The Briar Philosopher - When Giants Fall

by Carmen Abner - Co-Editor

It is never happy news to learn that someone has passed. Some deaths impact us more than others, however, and some deaths leave an entire community reeling between grief and disbelief. When the news came to me that our beloved Joyce Marks had left this earth, I just sat and stared at the notification for what seemed like hours. By “ours” I mean far more than the Boy and I, of course. Though our sorrow is deep, it is difficult to imagine the depth of the sorrow her family must navigate. Even knowing she had been seriously unwell following a broken hip and a subsequent stroke, it seemed that the whole of Jackson County was on its knees, both figuratively and literally, seeking to keep her here with us. To lose such a giant from our midst seemed unthinkable and seems unthinkable still, though think of it we must. 
To say that we are all poorer for losing her is equally as true as saying we were all made richer for knowing her. I have known a few people in my life who truly put service to others at the center of their lives but I think I have not known anyone who walked that on a daily basis with the dedication and energy Joyce put into it. I never knew her to judge or pay insult to anyone. Her heart was open to all. I did not know her well in her daily life but all the evidence I have seen points to the fact that she meant, with everything in her, to treat “the least of these” with the same dignity, love, and respect she felt for the man who uttered those word in the first place. It was he who beseeched us all to give to those who hunger, who thirst, who want for clothing, for visitation, for love. The people society would cast out and put aside Joyce opened her arms and her heart to without hesitation. She worked tirelessly for the good of others.
Though her stature was small, her spirit knew no bounds.  It reached, and no doubt reaches still, to the place where our better angels dwell. She leaves behind a legacy of love that is hard to match in this world. She also leaves behind a void that no one of us can fill. Such is the way of giants. We can, however, collectively fill that void. If each and every one of us who loved her would seek to embody the lesson her life gave us, if each of us could seek to bring 1/100th of the good into the world that she brought, that void would overflow and bloom in abundance, touching everyone around us. 
Our hearts break for her children and for her grandchildren, for ourselves and for each other. 
She loved her family so; her children of birth and of love, grandchildren, great-grandchildren, and the family she made of all of us. The Boy and I saw her just weeks ago when she came to the office to renew their subscriptions for her children. She did that every year. She carried that same strength and that same joy she carried every time I’d ever seen her. It may be strange but I  know many will understand. Every time I saw her, whether she saw me or not, it was a blessing to me. Knowing the goodness she contained reminded me that goodness is a real and present thing, even when the world seems so lacking in love and compassion at times. 
When I spoke with one of her daughters-in-love just yesterday I said that what Joyce set in motion here would spin for a long long time. She embodied that sense of hope and love and generosity of spirit in her children and they in turn have embodied it in theirs and so on and so forth for generations yet to come. She taught the rest of us what it means to pray with our feet and with our hands, to get up off our knees and be moved by the love we have been given, and for the gift paid for by a carpenter whose humble love changed the world forever. 
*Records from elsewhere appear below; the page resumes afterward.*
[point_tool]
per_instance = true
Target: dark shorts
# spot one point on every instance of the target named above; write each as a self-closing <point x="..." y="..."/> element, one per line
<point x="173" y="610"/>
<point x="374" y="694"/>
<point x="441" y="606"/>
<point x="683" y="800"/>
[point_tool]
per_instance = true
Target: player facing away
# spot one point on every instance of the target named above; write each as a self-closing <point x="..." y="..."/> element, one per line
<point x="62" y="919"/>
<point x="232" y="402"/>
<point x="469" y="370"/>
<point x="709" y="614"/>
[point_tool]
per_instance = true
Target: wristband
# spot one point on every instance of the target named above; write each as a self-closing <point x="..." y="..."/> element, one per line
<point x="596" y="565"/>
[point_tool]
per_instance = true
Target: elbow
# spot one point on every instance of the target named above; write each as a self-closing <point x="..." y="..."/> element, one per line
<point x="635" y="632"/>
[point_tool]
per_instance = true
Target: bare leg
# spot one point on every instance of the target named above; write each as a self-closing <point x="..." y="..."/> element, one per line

She would scoff at me for calling her a giant. She also embodied the humility and grace that kept her from thinking too highly of herself. For her, what she did was nothing that she felt called for pride. To her, it was simply what one should do and she wanted no praise or recognition for it. 
She may yet haunt me for casting her in a light that seems too haughty. I would welcome the visitation and even the scolding to see her again, to be blessed by the light of that smile. 
We mourn with her family, but neither they nor we will let her life be a cause for mourning alone. We must all make an effort to keep the lesson of her life at the forefront of our own. If we do so, she remains among us. For love that keeps growing knows no past tense. That love will continue to grow if we let it move us to open our own hearts and minds to the needs of the least of these and to do something to change their lives for the better. It was this to which she dedicated her life, to be in service to others. It is this that will make a better world for all if we carry on in her footsteps. 
Thank you, dear Joyce, for the gift that you were/are/will always be to this woman, to this community and to a larger world as well. You hold a place in all of our hearts that will never be devoid of your love. I could never find all the words needed to express your reflection in my soul. You were a giant indeed. We lived not in your shadow, but in your light.